The other day I spent some time with a customer tuning their app using DTrace. I hadn’t done much work on apps outside of Sun, so I was excited to see what I could do with DTrace other people’s code. I’m certainly not the first person to use DTrace on a real-world app (I’m probably the 10,000th), so I had some expectations to live up to.
The app basically processes transactions: message comes in, the app does some work and sends out another message. There’s a lot of computation for each message, but also a lot of bookkeeping and busy work receiving, processing and generating the messages.
When sprintf(3C) attacks…
One of the first things we looked at was what functions the app calls the most. Nothing fancy; just a DTrace one-liner:
# dtrace -n pid123:::entry'{ @[probefunc] = count(); }'
Most of it made sense, but one thing we noticed was that sprintf(3C) was getting called a ton, so the question was “what are those sprintfs doing?” Another one-liner had the answer:
# dtrace -n pid123::sprintf:entry'{ @[copyinstr(arg0)] = count(); }'
There were about four different format strings being used, two of them farily complex and then these two: “%ld” and “%f”. In about 5 seconds, the app was calling sprintf(“%ld”, ) several thousand times. It turns out that each transactions contains an identifier — represented by a decimal integer — so this wasn’t unexpected per se, but we speculated that using lltostr(3C) or hand rolling a int->string function might yield better results.
I had just assumed that lltostr(3C) would perform better — it’s a specialized function that doesn’t involve all the (extensive and messy) machinery of sprintf(3C). I wrote a little microbenchmark that just converted the number 1000000 to a string with both functions a million times and ran it on an x86 machine; the results were surprising:
$ ./test sprintf(3C) took 272512920ns lltostr(3C) took 523507925ns
What? I checked my test, made sure I was compiling everything properly, had called the function once before I started timing (to avoid any first-call overhead from the dynamic linker), but the results were dead repeatable: lltostr(3C) was about half as fast. I looked at the implementation and while I can’t post it here (yet — I can’t wait for OpenSolaris), suffice it to say that it did the obvious thing. The strange thing was that sprintf(3C) had basically the same alogorithm. Just for kicks, I decided to build it amd64 native and run it on the same opteron box; here were the results:
sprintf(3C) took 140706282ns lltostr(3C) took 38804963ns
Ah much better (I love opteron). It turns out the problem was that we were doing 64-bit math in 32-bit mode — hence ell-ell-to-str — and that is slooooooow. Luckily the app we were looking at was compiled 64-bit native so it wouldn’t have had this problem, but there are still plenty of 32-bit apps out there that shouldn’t have to pay the 64-bit math tax in this case. I made a new version of lltostr(3C) that checks the top 32-bits of the 64-bit input value and does 32-bit math if those bits are clear. Here’s how that performed (on 32-bit x86):
sprintf(3C) took 251953795ns lltostr(3C) took 459720586ns new lltostr took 32907444ns
Much better. For random numbers between 232 and 2^63-1 the change hurt performance by about 1-2%, but it’s probably worth the hit for the 1300% improvement with smaller numbers.

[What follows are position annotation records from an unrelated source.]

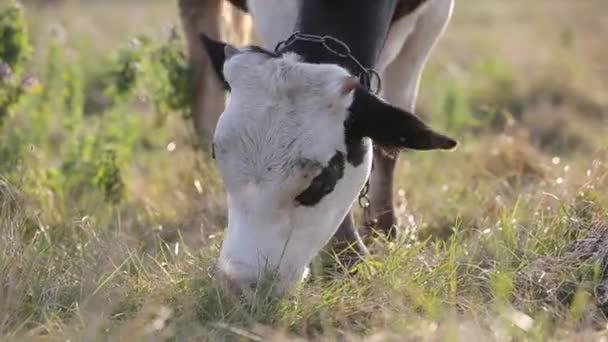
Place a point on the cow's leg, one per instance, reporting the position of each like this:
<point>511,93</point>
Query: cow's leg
<point>347,243</point>
<point>203,16</point>
<point>400,80</point>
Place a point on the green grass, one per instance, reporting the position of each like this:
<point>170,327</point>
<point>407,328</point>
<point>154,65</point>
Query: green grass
<point>112,214</point>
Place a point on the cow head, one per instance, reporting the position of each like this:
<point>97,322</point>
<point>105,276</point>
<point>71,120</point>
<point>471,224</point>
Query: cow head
<point>294,149</point>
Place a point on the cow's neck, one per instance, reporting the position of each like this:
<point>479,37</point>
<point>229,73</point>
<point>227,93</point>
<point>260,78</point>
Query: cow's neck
<point>362,24</point>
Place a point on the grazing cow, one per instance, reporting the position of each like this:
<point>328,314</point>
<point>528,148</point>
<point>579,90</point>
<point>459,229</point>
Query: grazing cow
<point>294,144</point>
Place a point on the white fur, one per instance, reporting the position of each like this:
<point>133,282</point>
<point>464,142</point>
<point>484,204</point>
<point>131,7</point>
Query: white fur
<point>284,122</point>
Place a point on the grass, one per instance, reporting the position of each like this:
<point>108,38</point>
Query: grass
<point>111,214</point>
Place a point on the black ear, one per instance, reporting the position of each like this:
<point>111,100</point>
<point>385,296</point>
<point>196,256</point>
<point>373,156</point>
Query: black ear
<point>391,127</point>
<point>217,54</point>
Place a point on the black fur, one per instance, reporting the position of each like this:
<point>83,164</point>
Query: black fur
<point>362,24</point>
<point>215,50</point>
<point>389,126</point>
<point>324,183</point>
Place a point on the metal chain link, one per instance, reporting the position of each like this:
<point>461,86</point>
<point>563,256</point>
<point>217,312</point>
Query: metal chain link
<point>340,49</point>
<point>366,76</point>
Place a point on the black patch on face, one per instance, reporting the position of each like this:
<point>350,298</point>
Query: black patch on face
<point>355,150</point>
<point>325,182</point>
<point>257,49</point>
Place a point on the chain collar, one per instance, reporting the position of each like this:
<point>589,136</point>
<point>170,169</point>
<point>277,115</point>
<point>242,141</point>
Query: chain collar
<point>339,49</point>
<point>366,75</point>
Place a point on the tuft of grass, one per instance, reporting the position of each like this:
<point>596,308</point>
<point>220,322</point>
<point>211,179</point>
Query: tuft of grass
<point>112,213</point>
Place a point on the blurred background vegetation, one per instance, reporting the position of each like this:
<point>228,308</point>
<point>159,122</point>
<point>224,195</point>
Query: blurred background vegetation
<point>108,201</point>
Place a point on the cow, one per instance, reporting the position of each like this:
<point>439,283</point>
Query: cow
<point>296,142</point>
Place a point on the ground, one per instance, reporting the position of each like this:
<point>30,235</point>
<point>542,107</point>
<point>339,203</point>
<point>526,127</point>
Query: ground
<point>111,212</point>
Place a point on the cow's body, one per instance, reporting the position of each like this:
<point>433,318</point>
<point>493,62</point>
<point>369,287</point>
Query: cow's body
<point>395,37</point>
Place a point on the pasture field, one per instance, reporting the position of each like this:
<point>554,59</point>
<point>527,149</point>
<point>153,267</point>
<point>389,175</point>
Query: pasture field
<point>111,210</point>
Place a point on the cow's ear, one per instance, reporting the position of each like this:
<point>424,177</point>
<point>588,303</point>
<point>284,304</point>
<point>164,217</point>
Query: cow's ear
<point>391,127</point>
<point>219,52</point>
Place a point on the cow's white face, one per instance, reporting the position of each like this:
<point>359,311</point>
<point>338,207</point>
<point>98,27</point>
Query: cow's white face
<point>293,148</point>
<point>281,149</point>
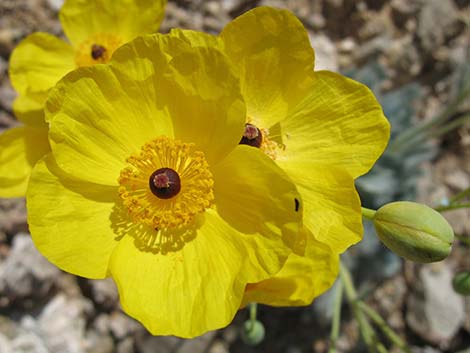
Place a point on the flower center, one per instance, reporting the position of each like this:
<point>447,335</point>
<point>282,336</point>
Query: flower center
<point>97,49</point>
<point>166,184</point>
<point>261,138</point>
<point>252,136</point>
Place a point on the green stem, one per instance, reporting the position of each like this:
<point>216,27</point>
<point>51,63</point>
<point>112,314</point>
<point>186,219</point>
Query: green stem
<point>436,132</point>
<point>380,322</point>
<point>463,238</point>
<point>408,137</point>
<point>367,333</point>
<point>452,207</point>
<point>336,317</point>
<point>451,125</point>
<point>368,213</point>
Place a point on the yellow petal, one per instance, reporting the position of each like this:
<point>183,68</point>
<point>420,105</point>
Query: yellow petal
<point>194,289</point>
<point>70,221</point>
<point>332,208</point>
<point>196,85</point>
<point>98,119</point>
<point>100,115</point>
<point>272,52</point>
<point>29,109</point>
<point>339,122</point>
<point>38,62</point>
<point>125,18</point>
<point>255,196</point>
<point>20,149</point>
<point>302,278</point>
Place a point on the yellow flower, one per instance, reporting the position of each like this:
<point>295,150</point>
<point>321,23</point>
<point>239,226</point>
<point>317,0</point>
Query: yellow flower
<point>321,128</point>
<point>147,183</point>
<point>95,29</point>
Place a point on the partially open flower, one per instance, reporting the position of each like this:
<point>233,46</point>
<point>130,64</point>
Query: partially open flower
<point>147,183</point>
<point>414,231</point>
<point>95,29</point>
<point>321,128</point>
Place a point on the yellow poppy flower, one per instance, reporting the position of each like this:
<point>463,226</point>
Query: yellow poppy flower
<point>321,128</point>
<point>147,183</point>
<point>95,28</point>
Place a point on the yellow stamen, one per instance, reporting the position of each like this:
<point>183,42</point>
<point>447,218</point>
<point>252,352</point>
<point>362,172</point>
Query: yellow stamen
<point>196,192</point>
<point>97,49</point>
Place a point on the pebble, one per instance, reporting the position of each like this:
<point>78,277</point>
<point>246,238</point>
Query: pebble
<point>435,311</point>
<point>25,272</point>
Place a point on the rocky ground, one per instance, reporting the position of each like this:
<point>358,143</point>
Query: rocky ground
<point>419,44</point>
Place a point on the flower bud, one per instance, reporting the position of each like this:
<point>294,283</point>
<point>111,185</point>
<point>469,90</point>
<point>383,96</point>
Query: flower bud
<point>252,332</point>
<point>461,283</point>
<point>414,231</point>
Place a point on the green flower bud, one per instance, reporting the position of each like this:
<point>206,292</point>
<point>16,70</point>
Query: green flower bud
<point>414,231</point>
<point>252,332</point>
<point>461,283</point>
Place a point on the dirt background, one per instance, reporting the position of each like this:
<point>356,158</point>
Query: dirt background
<point>419,44</point>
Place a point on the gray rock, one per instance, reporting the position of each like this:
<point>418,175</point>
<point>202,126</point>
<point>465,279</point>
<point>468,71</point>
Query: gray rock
<point>25,272</point>
<point>196,345</point>
<point>61,325</point>
<point>436,19</point>
<point>28,342</point>
<point>145,343</point>
<point>125,346</point>
<point>122,326</point>
<point>435,311</point>
<point>98,343</point>
<point>104,292</point>
<point>55,4</point>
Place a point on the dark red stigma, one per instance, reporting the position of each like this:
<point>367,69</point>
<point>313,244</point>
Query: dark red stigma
<point>165,183</point>
<point>252,136</point>
<point>97,51</point>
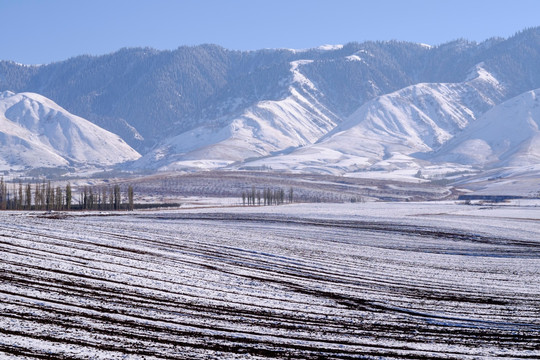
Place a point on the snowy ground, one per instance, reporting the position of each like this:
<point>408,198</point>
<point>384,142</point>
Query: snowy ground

In any case, that was just a long way of saying that for those of you using lltostr(3C) or sprintf(%ld), there are wins to be had.
Timing transactions
Our first use of DTrace was really to discover things that the developers of that app didn’t know about. This sprintf(3c) stuff was one issues, and there were a couple of others, but, on the whole, the app worked as intended. And that’s actually no small feat — many many programs are doing lots of work that wasn’t really intended by the developers or spend their CPU time in places that are completely surprising to the folks who wrote it. The next thing the customers wanted to find was the source of certain latency bubbles. So we used DTrace to time each transaction as it went through multiple processes on the system. While each step was fairly simple, the sum total was by far the largest D script I had written, and in the end we were able to record the time a transaction spent over each leg of the trip through the system.
This is something that could have been done without DTrace, but it would have involved modifying the app, and streaming the data out to some huge file to be post-processed later. Not only is that a huge pain in the ass, it can also have a huge performance impact and is inflexible in terms of the data gathered. With DTrace, the performance impact can be mitigated by instrumenting less, and you can gather arbitrary data so when you get the answer to your first question, you don’t have to rebuild and rerun the app to dive deeper to your next question.
I had been telling people for a while about the virtues on real-world applications, I was happy to see first hand that they were all true, and — perhaps more importantly — I convinced the customer.